Core Concepts
The author presents a space-efficient data structure based on CDAWG to compute MAWs and EBFs, providing insights into bioinformatics and data compression applications.
Abstract
The content discusses the computation of minimal absent words (MAWs) and extended bispecial factors (EBFs) using a compact directed acyclic word graph (CDAWG). The focus is on non-trivial MAWs of length at least 2, with applications in bioinformatics and data compression. The proposed method offers efficient space utilization for outputting MAWs and EBFs in linear time relative to their sizes. Additionally, the relationship between MAWs, MRWs, MUSs, and EBFs is explored through the CDAWG structure.

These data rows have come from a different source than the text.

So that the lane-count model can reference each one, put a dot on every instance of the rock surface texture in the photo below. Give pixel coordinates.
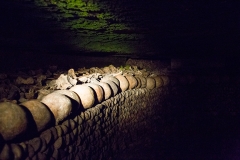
(126, 27)
(93, 132)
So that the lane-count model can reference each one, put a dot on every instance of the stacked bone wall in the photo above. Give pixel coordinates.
(98, 132)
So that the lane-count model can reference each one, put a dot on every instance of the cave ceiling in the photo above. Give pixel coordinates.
(120, 27)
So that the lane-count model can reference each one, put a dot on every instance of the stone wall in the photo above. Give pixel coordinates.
(97, 133)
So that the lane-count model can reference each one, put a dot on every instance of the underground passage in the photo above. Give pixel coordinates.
(119, 80)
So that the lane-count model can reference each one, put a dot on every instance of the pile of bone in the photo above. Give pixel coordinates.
(70, 94)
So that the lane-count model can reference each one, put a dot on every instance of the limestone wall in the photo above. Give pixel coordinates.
(98, 132)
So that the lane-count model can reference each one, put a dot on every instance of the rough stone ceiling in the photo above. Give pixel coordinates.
(148, 28)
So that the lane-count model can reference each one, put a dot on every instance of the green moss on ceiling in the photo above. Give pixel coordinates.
(94, 27)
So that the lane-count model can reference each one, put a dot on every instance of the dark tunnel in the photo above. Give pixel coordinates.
(195, 44)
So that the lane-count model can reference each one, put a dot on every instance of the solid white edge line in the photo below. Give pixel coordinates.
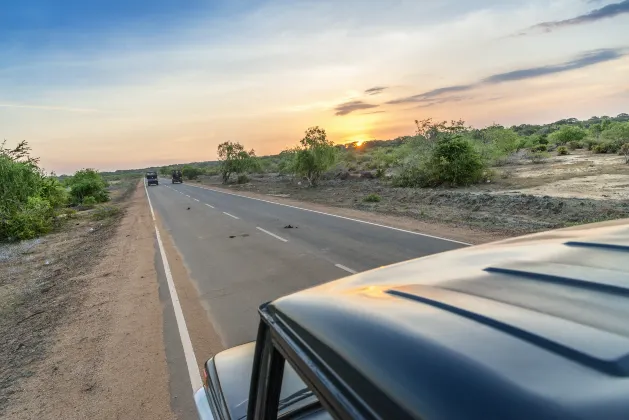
(342, 267)
(337, 216)
(272, 234)
(184, 335)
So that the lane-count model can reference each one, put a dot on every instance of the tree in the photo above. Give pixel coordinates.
(568, 133)
(235, 159)
(624, 149)
(191, 172)
(316, 155)
(87, 183)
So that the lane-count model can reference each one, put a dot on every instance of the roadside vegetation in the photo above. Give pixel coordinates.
(439, 154)
(34, 203)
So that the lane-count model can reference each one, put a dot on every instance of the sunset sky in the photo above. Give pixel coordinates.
(116, 84)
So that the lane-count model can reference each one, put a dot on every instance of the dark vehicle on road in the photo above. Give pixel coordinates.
(151, 178)
(177, 176)
(527, 328)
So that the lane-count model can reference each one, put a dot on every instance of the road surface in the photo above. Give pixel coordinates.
(241, 252)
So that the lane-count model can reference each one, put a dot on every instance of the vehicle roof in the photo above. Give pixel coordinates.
(531, 327)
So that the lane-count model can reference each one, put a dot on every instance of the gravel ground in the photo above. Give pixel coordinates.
(506, 214)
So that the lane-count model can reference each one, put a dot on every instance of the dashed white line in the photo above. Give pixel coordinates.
(342, 267)
(184, 335)
(272, 234)
(336, 215)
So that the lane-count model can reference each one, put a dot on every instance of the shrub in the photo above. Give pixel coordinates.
(105, 211)
(372, 198)
(28, 198)
(537, 157)
(568, 133)
(315, 155)
(87, 183)
(191, 172)
(454, 161)
(539, 148)
(590, 143)
(624, 149)
(89, 201)
(607, 147)
(33, 220)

The authors introduce a more space-efficient data structure based on the compact DAWG (CDAWG) to compute MAWs in linear time with minimal space requirements. They demonstrate how MAWs are related to extended bispecial factors (EBFs) through the CDAWG representation. Furthermore, they discuss the connection between MRWs, MUSs, and EBFs within this computational framework.

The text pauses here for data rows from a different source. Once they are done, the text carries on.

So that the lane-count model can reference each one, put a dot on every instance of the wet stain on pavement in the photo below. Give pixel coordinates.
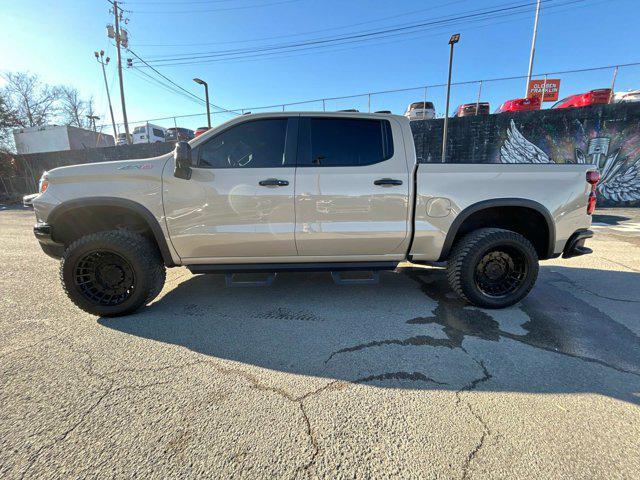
(558, 322)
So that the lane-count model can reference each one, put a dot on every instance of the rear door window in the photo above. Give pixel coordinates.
(344, 142)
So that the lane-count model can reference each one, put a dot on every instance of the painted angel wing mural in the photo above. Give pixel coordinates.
(517, 149)
(622, 182)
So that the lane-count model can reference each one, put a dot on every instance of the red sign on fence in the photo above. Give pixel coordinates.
(551, 89)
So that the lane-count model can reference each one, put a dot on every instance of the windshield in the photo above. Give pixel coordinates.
(420, 105)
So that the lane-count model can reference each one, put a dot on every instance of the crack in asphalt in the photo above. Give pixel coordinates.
(485, 429)
(418, 340)
(459, 322)
(413, 376)
(576, 285)
(25, 347)
(88, 367)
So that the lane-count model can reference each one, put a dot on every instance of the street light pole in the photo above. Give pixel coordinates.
(533, 49)
(452, 41)
(105, 61)
(118, 38)
(206, 97)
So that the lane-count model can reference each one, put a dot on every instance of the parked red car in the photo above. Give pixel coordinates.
(594, 97)
(520, 105)
(469, 109)
(200, 130)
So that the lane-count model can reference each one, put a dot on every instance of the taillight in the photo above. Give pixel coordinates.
(593, 177)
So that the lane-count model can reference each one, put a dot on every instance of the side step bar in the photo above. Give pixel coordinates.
(292, 267)
(337, 271)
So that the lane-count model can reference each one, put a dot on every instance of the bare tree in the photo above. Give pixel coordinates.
(74, 109)
(7, 121)
(34, 103)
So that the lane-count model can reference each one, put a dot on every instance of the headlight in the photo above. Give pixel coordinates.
(44, 183)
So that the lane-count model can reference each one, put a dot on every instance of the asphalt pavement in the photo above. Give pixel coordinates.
(307, 379)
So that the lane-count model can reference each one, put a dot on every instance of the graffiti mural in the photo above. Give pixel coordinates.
(606, 136)
(620, 176)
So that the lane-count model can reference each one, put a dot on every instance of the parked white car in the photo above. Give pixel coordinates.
(420, 111)
(626, 97)
(149, 134)
(121, 139)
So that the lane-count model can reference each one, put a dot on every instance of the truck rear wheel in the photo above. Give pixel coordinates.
(492, 268)
(112, 273)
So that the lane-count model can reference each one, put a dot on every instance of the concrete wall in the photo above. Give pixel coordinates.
(40, 162)
(607, 136)
(54, 138)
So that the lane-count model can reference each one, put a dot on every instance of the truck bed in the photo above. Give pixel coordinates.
(446, 194)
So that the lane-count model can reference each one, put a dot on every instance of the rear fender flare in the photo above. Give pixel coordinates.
(500, 202)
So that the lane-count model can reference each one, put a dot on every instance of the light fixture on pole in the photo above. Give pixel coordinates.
(455, 38)
(206, 97)
(105, 61)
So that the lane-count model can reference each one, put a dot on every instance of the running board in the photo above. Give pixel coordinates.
(232, 282)
(293, 267)
(339, 279)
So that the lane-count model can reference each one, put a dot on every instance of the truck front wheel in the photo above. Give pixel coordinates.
(492, 268)
(112, 273)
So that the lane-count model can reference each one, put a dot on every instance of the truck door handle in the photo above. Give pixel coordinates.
(273, 182)
(387, 182)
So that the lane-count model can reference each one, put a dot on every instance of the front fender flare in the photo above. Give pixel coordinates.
(158, 234)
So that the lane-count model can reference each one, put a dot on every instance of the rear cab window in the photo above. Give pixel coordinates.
(343, 142)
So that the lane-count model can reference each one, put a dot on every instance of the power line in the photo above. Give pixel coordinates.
(364, 35)
(380, 92)
(342, 27)
(259, 53)
(172, 82)
(409, 36)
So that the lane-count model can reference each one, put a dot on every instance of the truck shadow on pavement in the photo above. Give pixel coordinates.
(411, 332)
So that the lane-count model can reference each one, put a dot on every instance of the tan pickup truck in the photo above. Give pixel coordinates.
(307, 192)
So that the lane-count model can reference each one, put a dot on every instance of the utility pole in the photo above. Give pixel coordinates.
(452, 41)
(533, 49)
(117, 14)
(206, 97)
(105, 61)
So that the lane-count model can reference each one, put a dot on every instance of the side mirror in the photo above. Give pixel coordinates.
(182, 157)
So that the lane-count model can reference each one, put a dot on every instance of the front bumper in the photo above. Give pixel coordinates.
(575, 245)
(43, 233)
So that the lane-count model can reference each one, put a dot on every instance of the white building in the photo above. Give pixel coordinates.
(53, 138)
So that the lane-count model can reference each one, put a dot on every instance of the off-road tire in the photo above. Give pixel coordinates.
(141, 255)
(470, 250)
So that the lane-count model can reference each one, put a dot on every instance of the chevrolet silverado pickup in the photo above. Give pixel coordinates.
(307, 191)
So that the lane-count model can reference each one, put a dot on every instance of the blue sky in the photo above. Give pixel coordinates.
(56, 40)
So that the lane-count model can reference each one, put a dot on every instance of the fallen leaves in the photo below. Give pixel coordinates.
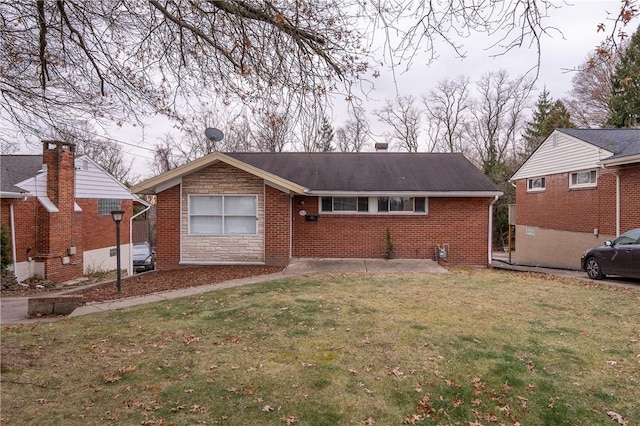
(617, 418)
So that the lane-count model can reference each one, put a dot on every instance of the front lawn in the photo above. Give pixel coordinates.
(470, 347)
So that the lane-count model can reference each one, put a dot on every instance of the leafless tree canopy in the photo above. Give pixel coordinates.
(354, 135)
(403, 117)
(498, 117)
(588, 101)
(115, 60)
(446, 107)
(107, 154)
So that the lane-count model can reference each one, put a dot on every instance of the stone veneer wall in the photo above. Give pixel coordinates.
(221, 179)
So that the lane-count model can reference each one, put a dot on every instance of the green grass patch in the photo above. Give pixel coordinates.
(472, 346)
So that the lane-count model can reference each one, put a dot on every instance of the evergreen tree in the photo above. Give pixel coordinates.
(624, 105)
(534, 133)
(326, 136)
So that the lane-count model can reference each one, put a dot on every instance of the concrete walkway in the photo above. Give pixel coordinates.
(14, 309)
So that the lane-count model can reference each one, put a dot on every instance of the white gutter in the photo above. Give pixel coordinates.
(464, 194)
(130, 264)
(491, 230)
(620, 160)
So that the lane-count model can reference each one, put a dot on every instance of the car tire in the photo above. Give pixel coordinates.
(593, 268)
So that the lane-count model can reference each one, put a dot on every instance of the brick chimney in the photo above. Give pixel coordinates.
(58, 231)
(59, 157)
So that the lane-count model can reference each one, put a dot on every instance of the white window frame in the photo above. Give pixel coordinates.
(107, 205)
(373, 206)
(333, 209)
(593, 179)
(222, 215)
(530, 187)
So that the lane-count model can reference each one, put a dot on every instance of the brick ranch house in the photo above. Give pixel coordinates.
(56, 208)
(580, 188)
(267, 208)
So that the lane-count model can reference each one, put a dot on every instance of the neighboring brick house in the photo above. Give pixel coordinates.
(267, 208)
(57, 210)
(578, 189)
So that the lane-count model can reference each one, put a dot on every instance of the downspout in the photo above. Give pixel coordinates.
(490, 239)
(291, 229)
(617, 204)
(13, 234)
(130, 264)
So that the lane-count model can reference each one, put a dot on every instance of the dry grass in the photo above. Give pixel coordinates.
(472, 346)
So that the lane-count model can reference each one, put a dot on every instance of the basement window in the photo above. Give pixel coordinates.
(345, 204)
(107, 205)
(401, 204)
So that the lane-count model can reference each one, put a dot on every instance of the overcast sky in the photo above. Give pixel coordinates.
(577, 19)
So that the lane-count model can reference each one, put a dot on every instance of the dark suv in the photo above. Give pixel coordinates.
(618, 257)
(144, 257)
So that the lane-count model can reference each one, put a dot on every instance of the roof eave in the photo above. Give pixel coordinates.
(630, 159)
(8, 194)
(439, 194)
(150, 185)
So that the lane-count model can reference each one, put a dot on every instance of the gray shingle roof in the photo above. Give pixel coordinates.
(622, 142)
(16, 168)
(371, 172)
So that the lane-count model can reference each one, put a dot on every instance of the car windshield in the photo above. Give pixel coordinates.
(630, 237)
(141, 249)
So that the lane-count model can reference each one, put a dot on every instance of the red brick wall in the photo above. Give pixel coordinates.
(99, 231)
(277, 227)
(580, 210)
(168, 228)
(63, 228)
(25, 225)
(460, 222)
(630, 196)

The study delves into combinatorial properties of MAWs, EBFs, and MRWs in strings represented by CDAWGs. Efficient algorithms are proposed for computing these structures with minimal space complexity while maintaining linear time performance relative to output size.
Stats
Fujishige et al. [16] proposed a data structure of size Θ(n) that can output the set MAW(S) of all MAWs for a given string S of length n in O(n+|MAW(S)|) time.
The new data structure based on compact DAWG (CDAWG) can output MAW(S) in O(|MAW(S)|) time with O(emin) space.
For any strings of length n, it holds that emin < 2n.
There exists a family of strings S of length n such that er(S) = Θ(√n).
Quotes
"The proposed method offers efficient space utilization for outputting MAWs and EBFs in linear time relative to their sizes."
"The study delves into combinatorial properties of MAWs, EBFs, and MRWs in strings represented by CDAWGs."